I suspect that : is not a legal filename on Windows. I'm not able to create such a file from the Windows CMD shell, and grepping the llvm and clang test suites for 'RUN:.* :' doesn't turn up anything that tries to use : as a command. Maybe we should just eliminate that command?
That's not quite what I was after. I should reword the summary to make it clear this patch is for catching specific bugs in lit. As such, this patch affects only lit's own test suite. The specific bugs are ones where lit's internal shell calls an external command instead of relying on its internal implementation of that command.
For example, when using lit's internal shell without D65697, env FOO=1 env BAR=2 some_command calls lit's internal env for the first env, but it searches PATH for the second env. With this patch, we can exercise such cases in lit's test suite and catch such bugs on any platform, including ones that happen to have a compatible external env implementation, which masks the bug.
I suspect that : is not a legal filename on Windows.

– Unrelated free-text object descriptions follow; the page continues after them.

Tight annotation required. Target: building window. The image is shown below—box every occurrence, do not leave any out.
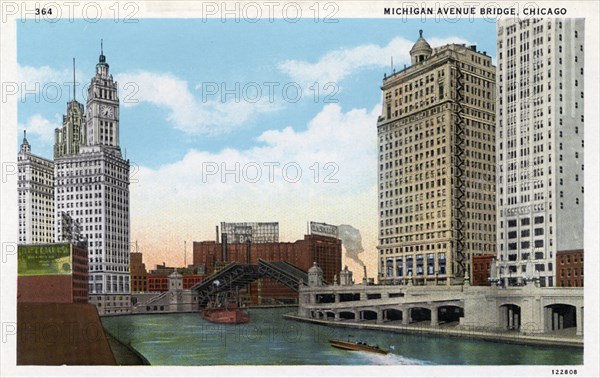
[437,253,446,275]
[406,256,414,276]
[416,255,424,276]
[427,254,435,275]
[535,264,545,272]
[396,258,403,277]
[386,258,394,278]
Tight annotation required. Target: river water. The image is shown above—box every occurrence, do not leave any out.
[101,307,582,365]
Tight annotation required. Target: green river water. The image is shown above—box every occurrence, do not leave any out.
[101,307,582,366]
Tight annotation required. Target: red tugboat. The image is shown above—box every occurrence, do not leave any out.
[200,284,250,324]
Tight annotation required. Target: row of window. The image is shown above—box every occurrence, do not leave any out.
[382,253,448,277]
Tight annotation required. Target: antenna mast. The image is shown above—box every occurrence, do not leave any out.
[72,58,76,101]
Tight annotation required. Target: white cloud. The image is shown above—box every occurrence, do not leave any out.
[133,103,378,198]
[130,104,380,272]
[17,64,86,102]
[17,113,61,146]
[115,71,279,135]
[17,65,68,86]
[278,36,473,86]
[18,65,277,135]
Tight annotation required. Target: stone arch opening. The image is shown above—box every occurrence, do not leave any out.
[383,308,403,321]
[438,305,464,323]
[499,304,521,330]
[410,307,431,322]
[339,311,355,320]
[545,304,577,331]
[360,310,378,321]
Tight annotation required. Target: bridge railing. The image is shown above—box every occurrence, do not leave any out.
[138,291,169,305]
[257,259,312,291]
[189,262,240,291]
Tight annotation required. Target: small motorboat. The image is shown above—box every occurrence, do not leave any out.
[329,338,388,354]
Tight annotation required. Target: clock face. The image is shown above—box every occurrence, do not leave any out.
[100,105,114,119]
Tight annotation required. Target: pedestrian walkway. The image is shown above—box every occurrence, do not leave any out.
[284,313,583,348]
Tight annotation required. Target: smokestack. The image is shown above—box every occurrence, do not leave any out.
[221,233,228,262]
[216,225,219,243]
[246,238,251,265]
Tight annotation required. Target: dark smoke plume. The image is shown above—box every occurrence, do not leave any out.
[337,224,366,267]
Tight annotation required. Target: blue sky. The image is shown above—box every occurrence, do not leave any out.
[17,17,496,269]
[18,18,496,167]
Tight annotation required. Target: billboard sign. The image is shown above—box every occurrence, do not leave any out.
[233,225,253,243]
[310,222,338,239]
[18,244,72,276]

I'm not able to create such a file from the Windows CMD shell, and grepping the llvm and clang test suites for 'RUN:.* :' doesn't turn up anything that tries to use : as a command. Maybe we should just eliminate that command?
Good point. It's probably not worth having that one. I'm only aware of : being used for reporting RUN line numbers.
Thanks for the reviews!
I was actually misunderstanding how lit/tests/lit.cfg fit in, and reacting to the comment about piping in lit.cfg. The top-level description actually looks okay. It makes sense to verify lit itself is behaving as desired in lit's own test suite, and not add these external commands to the PATH of all tests.